Por: Roberto Díaz Martorell

La excarcelación el 15 de mayo de 1955 de Fidel Castro y los demás asaltantes a los cuarteles Moncada, en Santiago de Cuba, y Carlos Manuel de Céspedes, en Bayamo, del mal llamado Presidio Modelo en la otrora Isla de Pinos, abrió también en la historia nacional una nueva etapa de lucha, organizada durante 22 meses de injusto encierro.

A 62 años de aquel suceso, el pueblo de la Isla de la Juventud conmemora este día de recuerdos, de reflexión y de compromiso; de agradecimiento por vivir en un país que convirtió el Presidio Modelo en Palacio de pioneros, lugar además para acercar la historia a los jóvenes, con el fin de que crezcan como verdaderos revolucionarios y defiendan los más genuinos valores e ideales de la libertad y la soberanía plena del hombre y sus pueblos.

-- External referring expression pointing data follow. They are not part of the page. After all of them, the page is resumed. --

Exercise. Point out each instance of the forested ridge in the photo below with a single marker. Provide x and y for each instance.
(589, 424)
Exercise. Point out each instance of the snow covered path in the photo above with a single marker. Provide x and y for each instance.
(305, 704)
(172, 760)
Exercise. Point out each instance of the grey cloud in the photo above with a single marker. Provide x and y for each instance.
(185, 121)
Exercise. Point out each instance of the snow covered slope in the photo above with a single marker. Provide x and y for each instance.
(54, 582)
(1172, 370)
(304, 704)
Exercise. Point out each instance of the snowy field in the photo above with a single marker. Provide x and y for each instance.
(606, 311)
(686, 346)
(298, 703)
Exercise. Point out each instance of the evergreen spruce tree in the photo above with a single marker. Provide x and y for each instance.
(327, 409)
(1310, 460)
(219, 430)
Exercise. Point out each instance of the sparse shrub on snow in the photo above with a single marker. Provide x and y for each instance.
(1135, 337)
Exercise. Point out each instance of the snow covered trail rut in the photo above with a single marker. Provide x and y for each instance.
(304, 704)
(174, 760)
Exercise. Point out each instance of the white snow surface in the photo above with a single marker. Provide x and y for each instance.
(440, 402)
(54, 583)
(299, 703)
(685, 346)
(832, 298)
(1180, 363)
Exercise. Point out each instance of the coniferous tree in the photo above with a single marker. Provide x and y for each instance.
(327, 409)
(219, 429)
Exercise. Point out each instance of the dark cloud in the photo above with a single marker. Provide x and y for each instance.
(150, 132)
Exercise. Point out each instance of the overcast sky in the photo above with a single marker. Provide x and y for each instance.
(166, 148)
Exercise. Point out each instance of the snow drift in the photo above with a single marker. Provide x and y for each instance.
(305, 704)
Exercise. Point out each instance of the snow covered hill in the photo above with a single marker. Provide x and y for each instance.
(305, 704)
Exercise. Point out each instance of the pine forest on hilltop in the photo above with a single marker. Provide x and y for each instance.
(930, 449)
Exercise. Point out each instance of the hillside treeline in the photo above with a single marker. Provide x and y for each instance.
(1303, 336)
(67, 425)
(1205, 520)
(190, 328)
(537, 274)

Gracias a aquel suceso, debido a la presión de la opinión pública que obligó al régimen tiránico de Fulgencio Batista a firmar la Ley que abrió las puertas a los revolucionarios el 15 de mayo de 1955, es posible hablar hoy de concreción de los sueños nacidos entre las rejas del Presidio Modelo, donde la Revolución encontró su fragua más fecunda.

Desde esa cárcel, modelo de crímenes y vejaciones, Fidel escribió de manera clandestina La historia me absolverá, documento que luego se convirtió en el programa de desarrollo económico y social de Cuba, y que fomentó la rebeldía entre los cubanos que ya miraban la posibilidad de desterrar por siempre el yugo de esta tierra.

Estos jóvenes rebeldes fueron testigos de las torturas y amenazas constantes, las que no pudieron mellar su espíritu mientras encontraban en los libros y la preparación, las armas necesarias para pensar el futuro durante 580 días de prisión, con su mayor trinchera en la academia ideológica Abel Santamaría y la biblioteca Raúl Gómez García.

Los visitantes a este antiguo reclusorio para hombres, hoy Monumento Nacional, pueden suponer la angustia de aquellos jóvenes que, a pesar de los rigores carcelarios, desarrollaron una intensa preparación y organización para continuar el combate, al tiempo que familiares y amigos libraban la batalla por la amnistía. Por eso, cada 15 de mayo es un día de celebración, de recuerdos, de reflexión, pero sobre todo de compromiso por el futuro de la Patria.